The density of $\mu_1$ based on the simulation:
```{r}
plot(fit2, show_density=TRUE, pars="mu1", ci_level=0.95, outer_level=0.999)
```

\newpage
The density of $\tau_1$ based on the simulation:
```{r}
plot(fit2, show_density=TRUE, pars="tau1", ci_level=0.95, outer_level=0.999)
```

\newpage
Trace plots of the fit show all four chains overlaid for each parameter.

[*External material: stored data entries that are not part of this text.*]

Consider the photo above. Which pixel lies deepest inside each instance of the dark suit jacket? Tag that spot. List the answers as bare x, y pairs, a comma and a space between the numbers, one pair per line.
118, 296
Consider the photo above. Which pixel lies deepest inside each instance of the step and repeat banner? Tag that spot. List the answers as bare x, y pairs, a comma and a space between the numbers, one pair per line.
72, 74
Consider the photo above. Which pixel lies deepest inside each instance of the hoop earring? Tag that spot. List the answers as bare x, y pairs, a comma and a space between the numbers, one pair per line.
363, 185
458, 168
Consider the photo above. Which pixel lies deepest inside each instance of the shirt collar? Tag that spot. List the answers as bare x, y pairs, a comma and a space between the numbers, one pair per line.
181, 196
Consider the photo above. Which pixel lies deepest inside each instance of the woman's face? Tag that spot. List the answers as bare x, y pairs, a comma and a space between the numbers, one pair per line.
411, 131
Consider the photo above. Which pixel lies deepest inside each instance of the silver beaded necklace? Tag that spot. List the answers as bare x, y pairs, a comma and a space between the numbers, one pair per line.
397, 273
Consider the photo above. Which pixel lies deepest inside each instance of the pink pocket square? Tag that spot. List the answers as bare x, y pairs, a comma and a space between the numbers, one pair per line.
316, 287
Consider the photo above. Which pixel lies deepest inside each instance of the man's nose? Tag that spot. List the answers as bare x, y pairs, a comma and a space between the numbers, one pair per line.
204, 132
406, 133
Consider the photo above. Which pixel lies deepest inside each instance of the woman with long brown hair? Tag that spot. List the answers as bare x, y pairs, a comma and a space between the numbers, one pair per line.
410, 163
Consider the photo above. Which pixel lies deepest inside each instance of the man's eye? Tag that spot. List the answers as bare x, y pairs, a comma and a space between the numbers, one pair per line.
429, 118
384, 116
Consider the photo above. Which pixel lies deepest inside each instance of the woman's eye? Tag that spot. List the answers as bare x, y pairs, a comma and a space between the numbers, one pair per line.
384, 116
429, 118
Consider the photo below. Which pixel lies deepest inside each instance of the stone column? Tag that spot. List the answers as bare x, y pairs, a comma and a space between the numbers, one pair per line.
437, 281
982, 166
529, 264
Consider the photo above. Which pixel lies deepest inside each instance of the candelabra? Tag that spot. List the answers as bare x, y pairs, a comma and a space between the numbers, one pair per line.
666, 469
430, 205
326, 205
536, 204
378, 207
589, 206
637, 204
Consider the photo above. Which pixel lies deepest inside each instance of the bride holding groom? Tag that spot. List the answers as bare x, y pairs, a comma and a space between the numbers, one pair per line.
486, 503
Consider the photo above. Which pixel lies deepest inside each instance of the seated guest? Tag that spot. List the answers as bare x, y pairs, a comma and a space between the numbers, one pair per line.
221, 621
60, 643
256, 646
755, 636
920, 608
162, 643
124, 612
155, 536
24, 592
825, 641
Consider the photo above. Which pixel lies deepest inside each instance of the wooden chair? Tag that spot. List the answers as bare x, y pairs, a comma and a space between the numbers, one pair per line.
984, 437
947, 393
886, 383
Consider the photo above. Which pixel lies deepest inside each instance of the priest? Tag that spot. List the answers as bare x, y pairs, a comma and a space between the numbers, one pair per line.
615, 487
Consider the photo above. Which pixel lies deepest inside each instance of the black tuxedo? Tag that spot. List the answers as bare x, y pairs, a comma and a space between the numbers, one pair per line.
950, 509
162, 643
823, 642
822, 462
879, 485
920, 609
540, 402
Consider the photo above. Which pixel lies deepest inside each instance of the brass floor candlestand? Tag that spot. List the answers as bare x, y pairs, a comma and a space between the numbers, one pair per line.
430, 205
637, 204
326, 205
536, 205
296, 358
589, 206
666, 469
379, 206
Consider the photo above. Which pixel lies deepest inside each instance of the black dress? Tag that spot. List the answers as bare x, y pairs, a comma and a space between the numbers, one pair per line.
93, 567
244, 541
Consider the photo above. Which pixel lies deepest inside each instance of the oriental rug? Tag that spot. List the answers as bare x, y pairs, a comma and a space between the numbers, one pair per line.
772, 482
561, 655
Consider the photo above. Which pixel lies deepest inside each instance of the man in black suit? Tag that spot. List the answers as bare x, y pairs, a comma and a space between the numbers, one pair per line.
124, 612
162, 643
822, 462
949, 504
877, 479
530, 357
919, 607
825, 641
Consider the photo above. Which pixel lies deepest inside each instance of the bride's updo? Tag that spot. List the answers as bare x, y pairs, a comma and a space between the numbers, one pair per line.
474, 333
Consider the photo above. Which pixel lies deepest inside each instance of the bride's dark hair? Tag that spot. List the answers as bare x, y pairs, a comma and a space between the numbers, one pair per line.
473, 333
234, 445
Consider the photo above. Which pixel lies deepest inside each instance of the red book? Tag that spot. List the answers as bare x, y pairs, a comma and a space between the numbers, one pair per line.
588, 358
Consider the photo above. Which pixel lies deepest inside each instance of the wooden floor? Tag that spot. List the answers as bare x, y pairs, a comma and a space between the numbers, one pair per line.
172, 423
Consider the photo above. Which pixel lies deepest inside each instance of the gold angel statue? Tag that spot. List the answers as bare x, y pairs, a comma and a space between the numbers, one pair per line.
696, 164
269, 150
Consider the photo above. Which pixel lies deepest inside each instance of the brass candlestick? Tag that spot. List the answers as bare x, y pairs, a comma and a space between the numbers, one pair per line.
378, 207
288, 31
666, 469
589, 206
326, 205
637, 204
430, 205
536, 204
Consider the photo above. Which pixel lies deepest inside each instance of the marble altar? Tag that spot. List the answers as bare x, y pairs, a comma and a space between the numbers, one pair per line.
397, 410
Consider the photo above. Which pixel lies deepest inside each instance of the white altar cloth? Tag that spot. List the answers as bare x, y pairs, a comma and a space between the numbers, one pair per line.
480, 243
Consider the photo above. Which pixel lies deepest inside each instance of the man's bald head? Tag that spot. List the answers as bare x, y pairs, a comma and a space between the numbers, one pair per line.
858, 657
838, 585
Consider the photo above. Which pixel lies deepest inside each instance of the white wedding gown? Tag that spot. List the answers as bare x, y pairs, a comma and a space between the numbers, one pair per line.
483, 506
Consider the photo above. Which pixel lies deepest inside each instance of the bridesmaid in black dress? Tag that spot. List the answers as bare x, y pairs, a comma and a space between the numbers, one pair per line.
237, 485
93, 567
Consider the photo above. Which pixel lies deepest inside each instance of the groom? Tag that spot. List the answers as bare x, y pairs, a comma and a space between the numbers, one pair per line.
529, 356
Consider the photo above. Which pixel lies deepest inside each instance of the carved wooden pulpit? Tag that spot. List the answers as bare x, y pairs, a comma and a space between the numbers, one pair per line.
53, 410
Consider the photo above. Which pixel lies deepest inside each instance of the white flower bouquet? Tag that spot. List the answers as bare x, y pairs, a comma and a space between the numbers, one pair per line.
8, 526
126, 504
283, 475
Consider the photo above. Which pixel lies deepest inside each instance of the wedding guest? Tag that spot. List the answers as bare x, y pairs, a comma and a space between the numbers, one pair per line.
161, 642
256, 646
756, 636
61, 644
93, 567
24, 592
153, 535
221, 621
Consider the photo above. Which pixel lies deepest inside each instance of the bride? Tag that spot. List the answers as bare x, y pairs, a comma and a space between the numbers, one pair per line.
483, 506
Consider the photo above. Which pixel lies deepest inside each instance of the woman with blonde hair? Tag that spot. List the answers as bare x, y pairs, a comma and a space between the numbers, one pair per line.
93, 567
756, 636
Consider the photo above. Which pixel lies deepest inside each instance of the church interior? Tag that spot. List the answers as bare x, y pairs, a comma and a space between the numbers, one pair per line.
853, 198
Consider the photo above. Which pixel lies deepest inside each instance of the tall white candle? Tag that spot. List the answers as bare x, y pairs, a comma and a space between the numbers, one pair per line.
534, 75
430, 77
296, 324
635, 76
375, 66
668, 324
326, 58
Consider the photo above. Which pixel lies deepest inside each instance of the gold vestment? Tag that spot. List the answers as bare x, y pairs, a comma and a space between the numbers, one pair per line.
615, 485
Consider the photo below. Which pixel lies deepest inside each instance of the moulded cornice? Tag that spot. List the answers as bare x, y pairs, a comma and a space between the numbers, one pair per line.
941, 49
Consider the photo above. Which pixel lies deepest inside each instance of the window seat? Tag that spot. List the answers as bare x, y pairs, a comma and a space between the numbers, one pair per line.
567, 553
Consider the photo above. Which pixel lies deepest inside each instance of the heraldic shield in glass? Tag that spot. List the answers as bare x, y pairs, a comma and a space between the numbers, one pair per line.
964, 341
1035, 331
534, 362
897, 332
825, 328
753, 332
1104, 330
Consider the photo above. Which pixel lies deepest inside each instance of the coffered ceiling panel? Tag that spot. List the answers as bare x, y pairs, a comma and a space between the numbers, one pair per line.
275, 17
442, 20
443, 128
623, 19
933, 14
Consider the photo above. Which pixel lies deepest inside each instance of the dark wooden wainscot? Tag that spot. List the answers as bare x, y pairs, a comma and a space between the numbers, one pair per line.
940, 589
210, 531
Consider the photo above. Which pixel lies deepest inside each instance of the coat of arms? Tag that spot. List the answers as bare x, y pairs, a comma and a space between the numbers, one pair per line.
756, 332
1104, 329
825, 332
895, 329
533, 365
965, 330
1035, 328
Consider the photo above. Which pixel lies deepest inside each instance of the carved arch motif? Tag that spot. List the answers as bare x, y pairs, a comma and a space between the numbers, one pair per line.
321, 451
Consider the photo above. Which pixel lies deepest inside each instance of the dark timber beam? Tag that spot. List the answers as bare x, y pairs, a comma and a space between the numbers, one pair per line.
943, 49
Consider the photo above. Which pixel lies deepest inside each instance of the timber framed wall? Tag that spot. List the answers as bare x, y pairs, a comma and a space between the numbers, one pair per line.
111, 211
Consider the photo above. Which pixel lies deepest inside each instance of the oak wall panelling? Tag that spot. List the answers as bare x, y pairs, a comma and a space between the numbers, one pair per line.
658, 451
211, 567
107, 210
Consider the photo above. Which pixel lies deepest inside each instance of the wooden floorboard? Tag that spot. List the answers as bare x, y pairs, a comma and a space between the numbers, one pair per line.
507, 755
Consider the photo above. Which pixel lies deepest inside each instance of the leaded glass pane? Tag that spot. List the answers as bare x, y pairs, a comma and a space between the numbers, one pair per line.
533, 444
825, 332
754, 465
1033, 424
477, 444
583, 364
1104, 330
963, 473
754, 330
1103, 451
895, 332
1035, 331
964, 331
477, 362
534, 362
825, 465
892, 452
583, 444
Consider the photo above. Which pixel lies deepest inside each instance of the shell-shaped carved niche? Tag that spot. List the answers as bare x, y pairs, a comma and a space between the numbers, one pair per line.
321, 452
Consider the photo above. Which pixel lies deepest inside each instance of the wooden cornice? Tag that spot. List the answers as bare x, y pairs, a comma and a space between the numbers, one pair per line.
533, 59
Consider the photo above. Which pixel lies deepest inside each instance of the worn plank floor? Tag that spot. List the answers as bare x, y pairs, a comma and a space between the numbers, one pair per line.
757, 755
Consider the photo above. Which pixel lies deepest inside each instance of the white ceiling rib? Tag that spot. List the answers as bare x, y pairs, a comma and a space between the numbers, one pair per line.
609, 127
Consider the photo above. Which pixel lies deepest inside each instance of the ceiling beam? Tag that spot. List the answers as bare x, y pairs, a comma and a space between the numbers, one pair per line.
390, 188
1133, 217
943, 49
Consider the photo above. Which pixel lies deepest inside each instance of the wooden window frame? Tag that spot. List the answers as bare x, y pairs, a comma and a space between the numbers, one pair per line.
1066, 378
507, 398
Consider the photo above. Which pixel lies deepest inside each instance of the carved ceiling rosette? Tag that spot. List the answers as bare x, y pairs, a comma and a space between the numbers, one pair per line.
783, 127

This should reflect our $\hat{R}$ values from our fit summary.
```{r}
traceplot(fit2)
```

Indeed, the chains appear to be mixing well for all parameters. 

## Additional Information About Stan

[\textcolor{blue}{More information about Stan}](http://mc-stan.org/users/interfaces/rstan)

[\textcolor{blue}{Stan Modeling Language User's Guide and Reference Manual}](https://github.com/stan-dev/stan/releases/download/v2.17.0/stan-reference-2.17.0.pdf)

[\textcolor{blue}{"Introduction to Bayesian Data Analysis and Stan with Andrew Gelman"}](https://www.youtube.com/watch?v=T1gYvX5c2sM) (and the [\textcolor{blue}{corresponding slides}](https://www.dropbox.com/s/sfi0pcf7hais91r/Gelman_Stan_talk.pdf)), a presentation by one of Stan's creators and core developers. Dr. Gelman discusses an example examining World Cup soccer rankings, another using geometry to model golf ball trajectories, and finally an example on relative birth rates per day of the year.